Durban – The acting mayor of eThekwini Municipality, Fawzia Peer, has said that laboratory results on a water bottle that had allegedly been laced with a substance that smelled like paraffin, and which she had sipped from, had come back clear.
Peer was speaking to African News Agency (ANA) after a sitting of the executive committee at Durban City Hall on Tuesday.
“[The speaker has sent an email to me] and I have just found out now that the water is clear. It shocks me that the water is clear and [the testing] was done internally, and that another sample was not sent to [an outside laboratory],” said Peer.
Earlier in the day, council speaker William Mapena had refused to confirm with ANA that the results had been finalised and had tested negative for any added substance.
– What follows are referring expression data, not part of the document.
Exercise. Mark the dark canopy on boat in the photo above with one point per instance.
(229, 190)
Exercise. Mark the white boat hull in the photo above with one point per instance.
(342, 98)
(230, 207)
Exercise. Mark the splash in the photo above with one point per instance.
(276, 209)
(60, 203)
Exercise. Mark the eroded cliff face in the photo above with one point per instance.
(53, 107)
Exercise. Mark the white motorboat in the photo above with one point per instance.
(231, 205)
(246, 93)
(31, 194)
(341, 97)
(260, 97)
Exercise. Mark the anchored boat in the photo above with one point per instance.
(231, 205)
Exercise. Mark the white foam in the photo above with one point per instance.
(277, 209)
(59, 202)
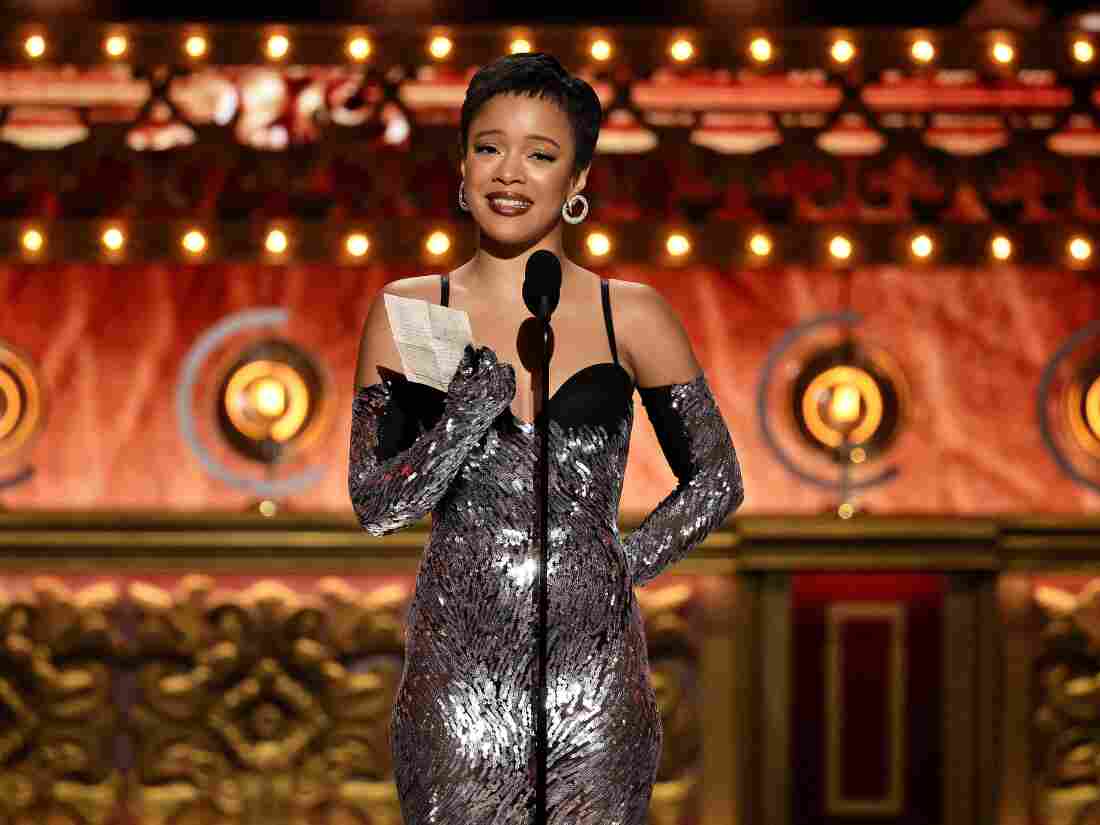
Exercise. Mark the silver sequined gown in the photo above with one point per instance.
(462, 725)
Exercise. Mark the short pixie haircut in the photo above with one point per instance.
(538, 75)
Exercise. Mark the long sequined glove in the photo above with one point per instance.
(696, 444)
(396, 476)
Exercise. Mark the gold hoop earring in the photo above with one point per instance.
(567, 208)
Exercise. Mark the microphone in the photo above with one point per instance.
(542, 284)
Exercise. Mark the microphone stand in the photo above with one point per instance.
(542, 419)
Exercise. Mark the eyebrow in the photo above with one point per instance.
(536, 136)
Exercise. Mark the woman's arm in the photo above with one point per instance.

Paraffin was allegedly added to Peer’s water bottle at a full council sitting at city hall late last month. She sipped from the bottle before leaving the meeting and being rushed to hospital.
Speaker Mapena told councillors at that meeting not to drink the bottled water, as it appeared someone’s water had been laced with “paraffin”.
The bottle was taken for testing at eThekwini’s municipal laboratory and Peer returned to work the following day after being treated for burns to her lips, tongue and throat.
“I think we have learnt from this incident that the way the bottle [was tested] was not done well. But we have learnt from our mistakes,” Peer told ANA.
She said the police told her that they should have been called “immediately” to retrieve the bottle, seal it and take it for testing.
Four people had smelled the water on the day of the incident, said Peer.
“The chief whip (ANC councillor Nelly Nyanisa) was the first person. I gave her the bottle and said to her ‘it’s burning my mouth’. She smelled it and said ‘put it down, it's paraffin’,” said Peer.
“The chief whip then gave it to councillor Sipho Kaunda, because we all sit together, and then councillor Barbara Fontein. Each one smelled the paraffin. The speaker then asked what the commotion was about. The bottle was passed to the speaker, he smelled it and made an announcement that no one should drink the water.”
At the time of the incident, ANA had been told by a few city employees that Peer was “a drama queen”, something she admitted to knowing about on Tuesday.
“To some people it’s a joke, it’s a laughing matter...but I am terrified,” she said. “I have to take proper care now of what I drink and what I eat. I buy my own food and I carry my own water bottle, which may sound a bit silly.”
Someone was reviewing camera footage of the day of the incident, she said.
An investigating officer had also been sent to interview her by the provincial police commissioner, Nhlanhla Mkhwanazi, she said.
“The investigating officer took a statement from me, he also took the remains of the water and he has the medical report,” said Peer.
Peer is acting in place of mayor Zandile Gumede, who has been placed on leave by the ANC after being charged with graft relating to a R208 million Durban Solid Waste tender from 2016.